For nearly 25 years The Beat Goes On used music store on Wellington Street has been a centre for music lovers in the city, including store manager Joel Cuthbert, to sell, as well as buy, music and movies for their collections.
“This is the first Beat Goes On I ever walked into as a kid,” said Cuthbert. “I was probably 12 or 13 trying to sell some CDs that were in terrible condition and they didn’t buy much of them, much to my disappointment but it all comes full circle. It looked quite a bit different back then.”
Until recently the store on Wellington Street had the distinction of being the second smallest store in the Beat Goes On chain.
“We had another store in Waterloo that was slightly smaller,” said Cuthbert. “They joined with another store and are now the biggest store in the chain. We liked to joke about this place being the submarine. We were all in here trying to shift around each other.”
When the neighbouring salon moved out Cuthbert seized the opportunity to move in.
“They were sweet neighbours and we miss them but at the same time it opened up an opportunity and I was told, should that happen, I was to immediately contact the owner,” Cuthbert said. “I sent him a photo and said look. It’s available.”
The expansion was swift and transformative.
“In a week and a few days over the Labour Day long weekend we ripped up the carpet and knocked the wall down,” said Cuthbert. “It literally looks like a different store.”
They have a grand opening celebration planned for Saturday, Oct. 5, that will include live performances by local musicians.
“We’ve got space at the front of the store that will be auxiliary space where we can set up some in-store performances,” he said. “The plan is to have live music every Saturday or maybe every other Saturday in the middle of the day.”

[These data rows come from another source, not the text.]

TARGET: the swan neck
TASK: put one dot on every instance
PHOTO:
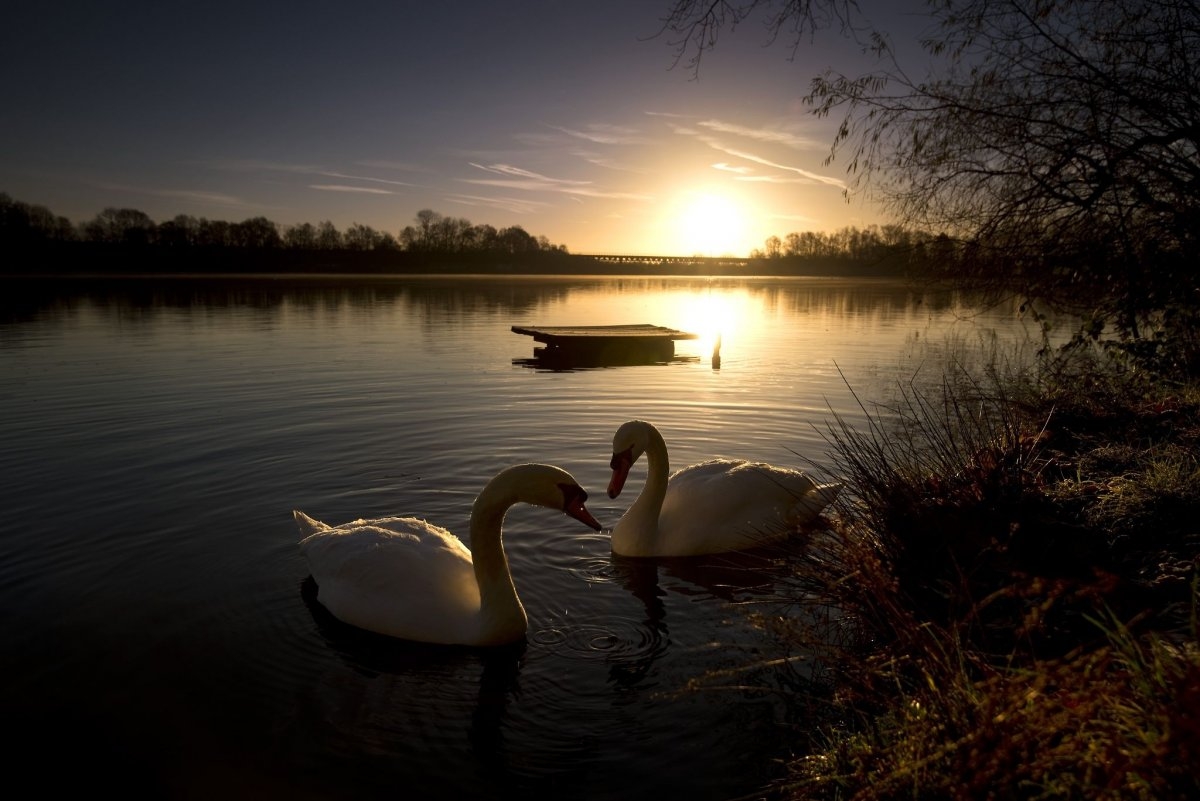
(501, 609)
(637, 533)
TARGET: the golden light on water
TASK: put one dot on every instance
(712, 314)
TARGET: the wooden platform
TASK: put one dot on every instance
(617, 344)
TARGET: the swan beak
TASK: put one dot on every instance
(621, 465)
(576, 509)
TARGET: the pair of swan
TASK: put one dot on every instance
(411, 579)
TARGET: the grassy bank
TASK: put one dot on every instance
(1006, 602)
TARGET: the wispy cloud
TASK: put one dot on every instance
(605, 134)
(772, 136)
(187, 196)
(340, 187)
(252, 166)
(797, 170)
(515, 205)
(516, 178)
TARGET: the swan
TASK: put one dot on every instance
(408, 578)
(709, 507)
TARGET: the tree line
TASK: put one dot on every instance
(28, 224)
(1056, 142)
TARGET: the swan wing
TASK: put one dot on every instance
(403, 577)
(731, 505)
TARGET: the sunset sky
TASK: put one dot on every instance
(563, 116)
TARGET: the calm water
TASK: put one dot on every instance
(160, 637)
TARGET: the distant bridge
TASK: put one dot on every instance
(658, 260)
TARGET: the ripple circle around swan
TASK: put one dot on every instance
(618, 640)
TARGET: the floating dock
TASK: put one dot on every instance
(605, 344)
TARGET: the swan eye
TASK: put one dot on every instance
(622, 459)
(573, 495)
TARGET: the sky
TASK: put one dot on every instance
(568, 118)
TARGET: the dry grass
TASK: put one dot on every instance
(1011, 594)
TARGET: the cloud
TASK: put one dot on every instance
(772, 136)
(251, 166)
(516, 178)
(605, 134)
(798, 170)
(516, 205)
(730, 168)
(340, 187)
(189, 196)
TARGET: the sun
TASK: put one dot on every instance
(711, 224)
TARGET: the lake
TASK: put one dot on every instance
(161, 638)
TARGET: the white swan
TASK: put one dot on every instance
(407, 578)
(708, 507)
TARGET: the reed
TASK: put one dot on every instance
(1005, 603)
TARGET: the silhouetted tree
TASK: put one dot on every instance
(181, 230)
(328, 236)
(126, 227)
(300, 238)
(256, 233)
(1060, 138)
(23, 223)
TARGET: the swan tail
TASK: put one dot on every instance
(307, 525)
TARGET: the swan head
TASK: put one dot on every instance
(628, 444)
(545, 485)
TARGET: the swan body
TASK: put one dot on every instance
(407, 578)
(709, 507)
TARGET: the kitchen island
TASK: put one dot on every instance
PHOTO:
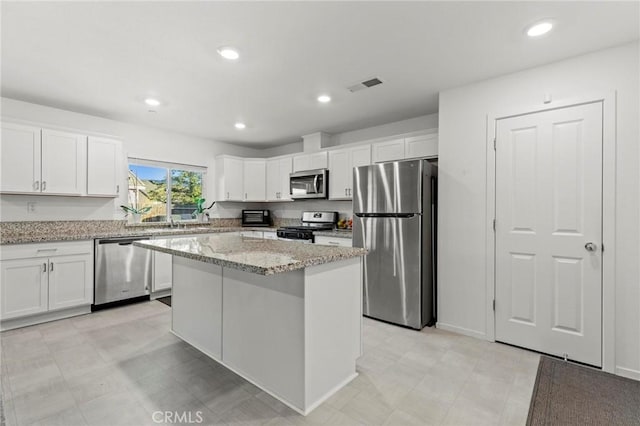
(286, 316)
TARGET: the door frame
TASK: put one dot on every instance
(608, 100)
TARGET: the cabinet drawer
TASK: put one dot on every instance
(25, 251)
(333, 241)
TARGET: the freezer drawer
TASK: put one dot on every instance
(393, 270)
(122, 271)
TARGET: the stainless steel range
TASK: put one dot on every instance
(311, 221)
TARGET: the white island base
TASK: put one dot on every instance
(296, 335)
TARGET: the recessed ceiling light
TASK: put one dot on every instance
(152, 102)
(539, 28)
(228, 53)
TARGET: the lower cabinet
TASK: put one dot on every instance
(162, 271)
(39, 278)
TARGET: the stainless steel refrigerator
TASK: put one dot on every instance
(394, 208)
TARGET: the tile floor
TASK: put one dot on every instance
(119, 366)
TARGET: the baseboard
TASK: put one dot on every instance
(10, 324)
(461, 330)
(628, 373)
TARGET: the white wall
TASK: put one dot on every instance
(463, 189)
(138, 141)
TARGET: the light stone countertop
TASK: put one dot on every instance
(341, 233)
(41, 232)
(256, 255)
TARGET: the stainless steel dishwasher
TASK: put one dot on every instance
(122, 271)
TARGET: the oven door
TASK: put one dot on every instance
(308, 184)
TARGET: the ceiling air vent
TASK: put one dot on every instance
(365, 84)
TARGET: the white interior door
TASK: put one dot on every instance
(549, 232)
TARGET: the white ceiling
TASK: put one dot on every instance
(104, 58)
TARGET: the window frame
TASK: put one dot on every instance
(168, 168)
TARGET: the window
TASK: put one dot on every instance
(169, 190)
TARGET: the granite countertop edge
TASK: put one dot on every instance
(145, 232)
(338, 254)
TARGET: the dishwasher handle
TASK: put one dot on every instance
(122, 241)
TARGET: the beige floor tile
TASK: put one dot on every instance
(401, 418)
(115, 409)
(428, 409)
(69, 417)
(367, 409)
(42, 402)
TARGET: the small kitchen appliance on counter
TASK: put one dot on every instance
(311, 221)
(256, 218)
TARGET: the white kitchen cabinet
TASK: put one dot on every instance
(230, 178)
(104, 158)
(42, 161)
(162, 271)
(25, 287)
(341, 164)
(316, 160)
(392, 150)
(20, 159)
(333, 241)
(254, 172)
(278, 170)
(70, 281)
(64, 164)
(421, 146)
(39, 278)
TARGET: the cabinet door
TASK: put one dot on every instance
(285, 171)
(24, 287)
(339, 173)
(103, 167)
(319, 160)
(301, 162)
(70, 281)
(20, 159)
(162, 271)
(63, 163)
(387, 151)
(273, 180)
(254, 180)
(233, 179)
(422, 146)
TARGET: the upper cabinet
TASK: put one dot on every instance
(421, 146)
(254, 180)
(341, 164)
(64, 163)
(104, 158)
(230, 178)
(278, 170)
(42, 161)
(405, 148)
(316, 160)
(20, 159)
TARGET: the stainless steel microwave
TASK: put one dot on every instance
(309, 184)
(256, 218)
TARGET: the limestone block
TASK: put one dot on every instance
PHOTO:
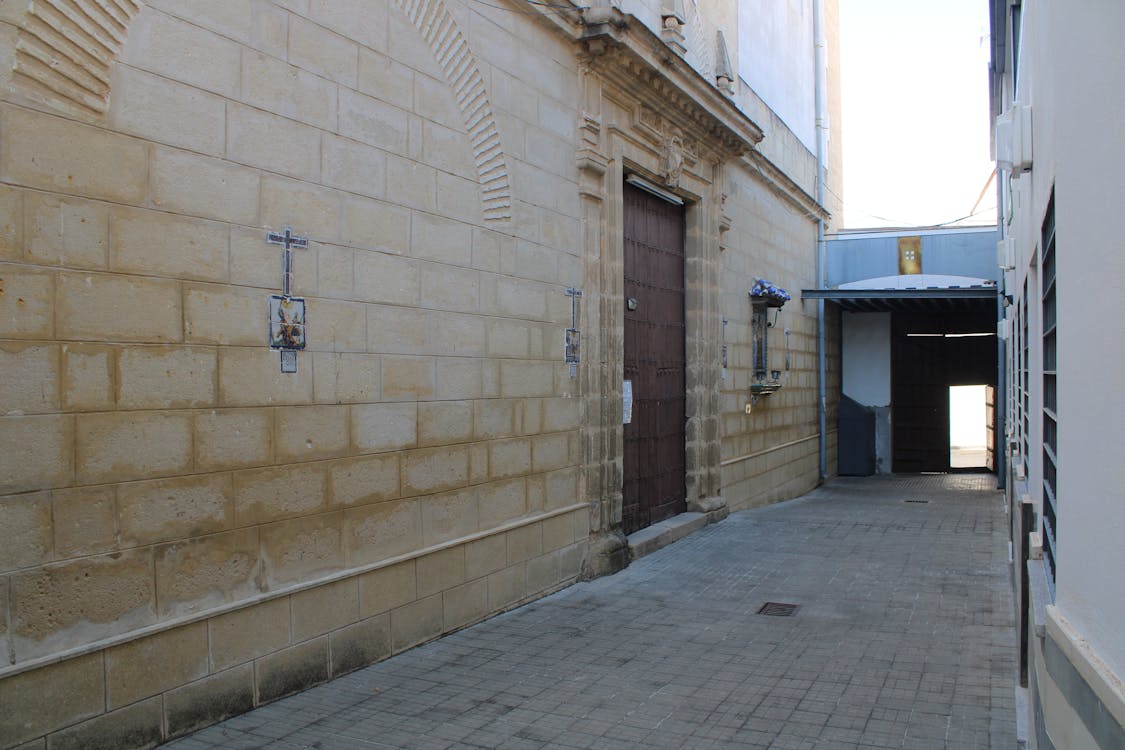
(267, 495)
(543, 572)
(257, 263)
(225, 315)
(315, 48)
(304, 433)
(561, 414)
(384, 77)
(485, 556)
(244, 634)
(302, 549)
(44, 699)
(334, 271)
(510, 458)
(251, 377)
(11, 223)
(32, 378)
(73, 603)
(558, 532)
(345, 378)
(365, 479)
(450, 150)
(233, 439)
(84, 521)
(374, 122)
(441, 423)
(336, 326)
(502, 502)
(89, 372)
(506, 587)
(353, 166)
(173, 508)
(415, 184)
(360, 644)
(375, 225)
(509, 339)
(25, 525)
(524, 543)
(181, 654)
(377, 427)
(36, 452)
(201, 186)
(561, 488)
(444, 288)
(167, 111)
(440, 570)
(387, 588)
(523, 379)
(396, 330)
(433, 99)
(102, 307)
(458, 197)
(183, 52)
(60, 155)
(495, 417)
(380, 531)
(491, 249)
(27, 304)
(448, 516)
(120, 446)
(275, 86)
(384, 278)
(208, 701)
(458, 378)
(416, 623)
(513, 298)
(293, 669)
(291, 148)
(162, 377)
(550, 452)
(434, 470)
(441, 240)
(68, 232)
(407, 378)
(207, 571)
(324, 608)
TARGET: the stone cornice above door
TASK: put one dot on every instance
(672, 98)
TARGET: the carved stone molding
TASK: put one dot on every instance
(64, 52)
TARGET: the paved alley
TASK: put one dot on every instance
(902, 638)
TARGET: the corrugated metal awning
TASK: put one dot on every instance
(959, 299)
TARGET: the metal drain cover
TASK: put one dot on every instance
(779, 610)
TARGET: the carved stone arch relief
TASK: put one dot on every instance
(64, 52)
(65, 48)
(449, 47)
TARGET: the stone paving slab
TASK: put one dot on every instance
(903, 638)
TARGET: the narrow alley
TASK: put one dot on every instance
(902, 638)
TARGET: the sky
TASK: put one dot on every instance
(916, 113)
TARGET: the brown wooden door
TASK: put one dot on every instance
(654, 485)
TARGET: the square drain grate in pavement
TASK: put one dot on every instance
(779, 610)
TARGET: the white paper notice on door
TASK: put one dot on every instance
(627, 401)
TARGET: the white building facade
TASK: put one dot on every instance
(1058, 74)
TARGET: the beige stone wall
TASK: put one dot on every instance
(167, 495)
(771, 453)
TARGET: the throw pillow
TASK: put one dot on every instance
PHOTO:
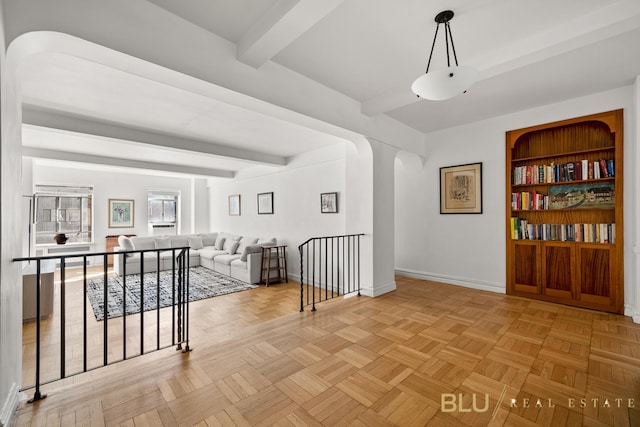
(195, 242)
(179, 242)
(219, 242)
(125, 243)
(233, 247)
(250, 249)
(209, 239)
(271, 241)
(163, 243)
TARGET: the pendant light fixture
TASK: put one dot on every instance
(448, 82)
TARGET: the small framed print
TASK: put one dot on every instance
(234, 205)
(120, 213)
(265, 203)
(461, 189)
(329, 202)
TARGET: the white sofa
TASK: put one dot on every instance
(236, 256)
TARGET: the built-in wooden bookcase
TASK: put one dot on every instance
(564, 212)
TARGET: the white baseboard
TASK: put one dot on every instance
(630, 311)
(453, 280)
(9, 406)
(378, 290)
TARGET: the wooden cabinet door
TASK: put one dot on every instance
(597, 285)
(558, 269)
(526, 266)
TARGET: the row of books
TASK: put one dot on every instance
(529, 201)
(565, 172)
(589, 233)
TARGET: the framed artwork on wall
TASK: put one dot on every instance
(329, 202)
(265, 203)
(461, 189)
(234, 205)
(120, 213)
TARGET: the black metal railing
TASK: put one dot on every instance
(179, 314)
(329, 268)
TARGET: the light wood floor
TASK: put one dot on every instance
(369, 362)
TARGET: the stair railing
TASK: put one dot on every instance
(179, 312)
(329, 268)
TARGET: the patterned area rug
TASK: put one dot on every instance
(203, 283)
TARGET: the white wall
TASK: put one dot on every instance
(469, 250)
(10, 236)
(296, 199)
(108, 184)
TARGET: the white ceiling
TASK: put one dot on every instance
(529, 53)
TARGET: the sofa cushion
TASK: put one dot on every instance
(246, 241)
(143, 242)
(219, 242)
(232, 247)
(209, 252)
(125, 243)
(250, 249)
(226, 259)
(208, 239)
(195, 242)
(229, 240)
(162, 242)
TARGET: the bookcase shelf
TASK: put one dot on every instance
(568, 247)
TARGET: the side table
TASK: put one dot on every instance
(274, 259)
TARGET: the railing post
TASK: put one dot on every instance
(180, 284)
(63, 301)
(358, 240)
(84, 313)
(37, 395)
(183, 307)
(186, 301)
(105, 314)
(301, 249)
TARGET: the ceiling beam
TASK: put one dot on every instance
(278, 28)
(51, 119)
(43, 153)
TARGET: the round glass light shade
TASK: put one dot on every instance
(445, 83)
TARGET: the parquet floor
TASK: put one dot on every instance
(427, 354)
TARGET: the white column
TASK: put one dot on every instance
(10, 236)
(370, 209)
(632, 273)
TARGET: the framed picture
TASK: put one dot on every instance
(461, 189)
(265, 203)
(234, 205)
(329, 202)
(120, 213)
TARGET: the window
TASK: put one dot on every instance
(162, 208)
(65, 210)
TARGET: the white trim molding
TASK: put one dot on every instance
(9, 407)
(378, 290)
(482, 285)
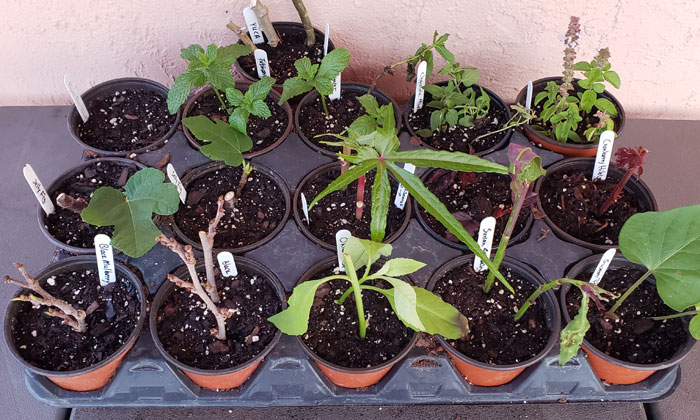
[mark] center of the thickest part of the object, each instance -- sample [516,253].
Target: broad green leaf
[668,244]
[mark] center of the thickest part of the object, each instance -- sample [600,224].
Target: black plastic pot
[495,100]
[92,377]
[194,143]
[203,170]
[566,149]
[608,368]
[296,207]
[360,89]
[516,239]
[222,378]
[41,215]
[479,373]
[107,87]
[634,186]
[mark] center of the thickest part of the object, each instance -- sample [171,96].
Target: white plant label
[38,189]
[341,238]
[402,192]
[602,157]
[485,241]
[261,63]
[172,175]
[227,264]
[77,99]
[251,21]
[421,71]
[105,259]
[602,266]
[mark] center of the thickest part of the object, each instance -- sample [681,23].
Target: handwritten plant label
[105,259]
[421,71]
[602,158]
[77,99]
[602,266]
[341,238]
[172,175]
[261,63]
[38,189]
[251,20]
[402,192]
[485,241]
[227,264]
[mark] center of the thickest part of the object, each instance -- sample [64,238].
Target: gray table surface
[38,135]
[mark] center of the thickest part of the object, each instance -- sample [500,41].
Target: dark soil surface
[336,211]
[66,225]
[571,199]
[184,323]
[633,337]
[459,138]
[495,338]
[334,334]
[263,131]
[282,58]
[341,113]
[475,196]
[126,120]
[112,314]
[258,212]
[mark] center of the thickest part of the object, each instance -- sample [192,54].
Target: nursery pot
[221,379]
[297,211]
[608,368]
[634,186]
[484,374]
[242,87]
[203,170]
[516,239]
[343,376]
[108,87]
[495,100]
[41,215]
[566,149]
[93,377]
[360,89]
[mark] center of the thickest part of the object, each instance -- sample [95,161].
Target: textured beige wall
[654,43]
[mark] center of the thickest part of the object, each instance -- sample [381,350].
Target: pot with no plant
[356,334]
[65,325]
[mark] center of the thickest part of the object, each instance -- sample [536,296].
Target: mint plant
[417,308]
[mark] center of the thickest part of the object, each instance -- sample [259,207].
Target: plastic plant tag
[105,259]
[77,99]
[172,175]
[227,264]
[261,63]
[485,241]
[402,192]
[602,266]
[602,158]
[38,189]
[341,238]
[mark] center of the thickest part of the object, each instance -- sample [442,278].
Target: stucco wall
[654,44]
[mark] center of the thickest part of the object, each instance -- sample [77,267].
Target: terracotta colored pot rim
[408,110]
[243,86]
[305,230]
[200,171]
[41,215]
[74,263]
[121,84]
[346,86]
[590,263]
[548,300]
[634,186]
[168,287]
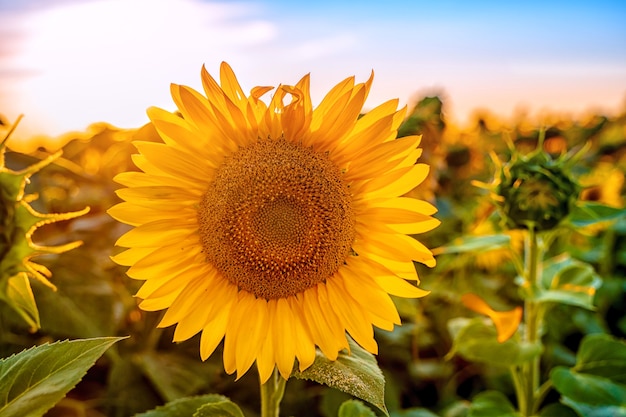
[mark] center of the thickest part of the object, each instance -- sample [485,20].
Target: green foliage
[596,385]
[492,404]
[476,340]
[32,381]
[355,372]
[466,244]
[568,281]
[354,408]
[588,213]
[210,405]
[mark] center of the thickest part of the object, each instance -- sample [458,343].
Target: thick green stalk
[532,322]
[272,393]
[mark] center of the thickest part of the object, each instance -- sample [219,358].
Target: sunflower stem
[272,392]
[533,315]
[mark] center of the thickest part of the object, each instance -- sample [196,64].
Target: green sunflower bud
[535,190]
[18,222]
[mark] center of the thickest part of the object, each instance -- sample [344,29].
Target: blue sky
[67,63]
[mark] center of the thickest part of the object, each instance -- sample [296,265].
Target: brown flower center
[277,219]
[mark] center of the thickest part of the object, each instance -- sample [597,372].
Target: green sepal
[355,372]
[354,408]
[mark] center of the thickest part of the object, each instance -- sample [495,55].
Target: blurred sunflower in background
[276,227]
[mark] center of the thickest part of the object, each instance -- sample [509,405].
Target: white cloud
[108,60]
[323,47]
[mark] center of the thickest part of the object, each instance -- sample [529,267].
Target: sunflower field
[133,282]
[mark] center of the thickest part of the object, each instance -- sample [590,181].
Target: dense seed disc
[277,219]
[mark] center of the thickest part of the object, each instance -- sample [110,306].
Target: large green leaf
[568,281]
[470,243]
[355,373]
[173,376]
[354,408]
[492,404]
[588,389]
[602,355]
[588,213]
[557,410]
[225,408]
[32,381]
[186,407]
[476,340]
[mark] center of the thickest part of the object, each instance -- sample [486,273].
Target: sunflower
[275,227]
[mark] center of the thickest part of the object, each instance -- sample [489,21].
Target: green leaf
[225,408]
[185,407]
[568,281]
[354,408]
[128,392]
[595,411]
[602,355]
[476,340]
[476,243]
[357,374]
[492,404]
[557,410]
[414,412]
[588,213]
[32,381]
[173,376]
[587,389]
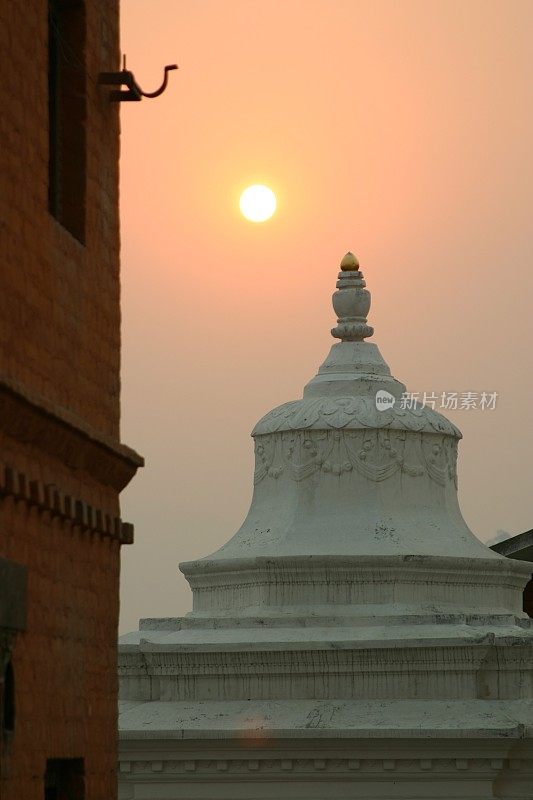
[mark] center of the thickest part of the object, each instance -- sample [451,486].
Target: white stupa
[354,639]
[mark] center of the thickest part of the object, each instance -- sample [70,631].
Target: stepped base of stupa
[354,639]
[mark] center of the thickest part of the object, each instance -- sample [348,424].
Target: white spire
[351,302]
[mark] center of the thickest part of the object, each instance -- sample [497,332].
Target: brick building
[62,466]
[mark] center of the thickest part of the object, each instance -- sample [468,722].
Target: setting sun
[257,203]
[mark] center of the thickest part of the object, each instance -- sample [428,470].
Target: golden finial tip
[349,263]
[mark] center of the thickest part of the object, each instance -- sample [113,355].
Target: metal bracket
[133,92]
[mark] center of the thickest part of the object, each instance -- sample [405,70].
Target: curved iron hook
[163,86]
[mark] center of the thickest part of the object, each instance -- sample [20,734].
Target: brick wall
[61,464]
[60,321]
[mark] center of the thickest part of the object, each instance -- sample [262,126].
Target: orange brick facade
[61,464]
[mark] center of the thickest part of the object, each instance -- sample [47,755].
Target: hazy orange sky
[400,130]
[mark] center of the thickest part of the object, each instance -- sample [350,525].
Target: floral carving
[351,412]
[375,453]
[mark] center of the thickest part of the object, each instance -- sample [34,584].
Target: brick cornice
[32,419]
[49,499]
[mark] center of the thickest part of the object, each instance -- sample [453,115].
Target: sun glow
[257,203]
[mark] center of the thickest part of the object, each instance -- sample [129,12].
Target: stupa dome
[352,477]
[354,638]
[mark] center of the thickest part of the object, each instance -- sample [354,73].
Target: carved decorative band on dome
[323,413]
[376,454]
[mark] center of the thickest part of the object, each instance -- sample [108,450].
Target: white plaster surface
[354,638]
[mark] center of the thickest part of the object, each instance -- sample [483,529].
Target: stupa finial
[351,302]
[349,263]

The expansion has created opportunities for local musicians and collectors and allows Cuthbert to indulge his own passion for music.
He was born in Quebec City in 1986 and moved to Guelph with his family when he was 7 years old.
“I lived here until I was 18 then I moved back to Montreal and then I came back so, there was a lot of back and forth,” he said.
Any money he had as a teen went toward building his music collection.
“Me and my friend would take my mom’s car and we would hit the two music stores in Cambridge and then we would drive over to Kitchener and hit the two music stores there,” he said. “We would just go around picking up CD's and discussing whatever music and artists we found.”
It was a formative and character-defining experience for him.
“That was the place that I found myself a lot of the time because I was always trying to find new music and exploring,” he said. “I don’t have as much spending money as I did back then. You could end a weekend with a stack of CD's and go home and unpack them.”
He even considered a career in the music industry.
“I studied studio music recording at a bible college in Cambridge,” he said. “I did one year of that. I didn’t finish but I did start it.”
His first retail job was in the electronics department at Zellers.
“I was doing photo development, where I got to operate a pretty incredible and quite stinky machine using various photo chemicals,” he said. “That was my first exposure to the retail experience.”
His love of music led him out of the darkroom and into a part-time job at the Beat Goes On in Cambridge.
“I have been with the company 12, almost, 13 years,” he said. “I worked my way up to assistant manager at the Cambridge store and then for a brief period I managed their bookstore in Kitchener.”
When the bookstore closed, he transferred to the store in Guelph where he has been manager for the past six years.
“I think in some ways it was a natural evolution,” he said. “I have always loved music. It is something that was always there as a comforting friend in difficult times and something that helped me understand myself.”
It has also helped him to know and understand the people who shop in his store.
“Every person’s collection is unique and because I am dealing with what people are getting rid of sometimes, it is a really interesting way to get to know somebody,” he said.
“Sometimes it is the stuff that they have clearly outgrown but there is something really identity building in collecting. There is an aspect of my autobiography in my collection. I can see my own story and it’s crazy to think that I am still looking for new music.”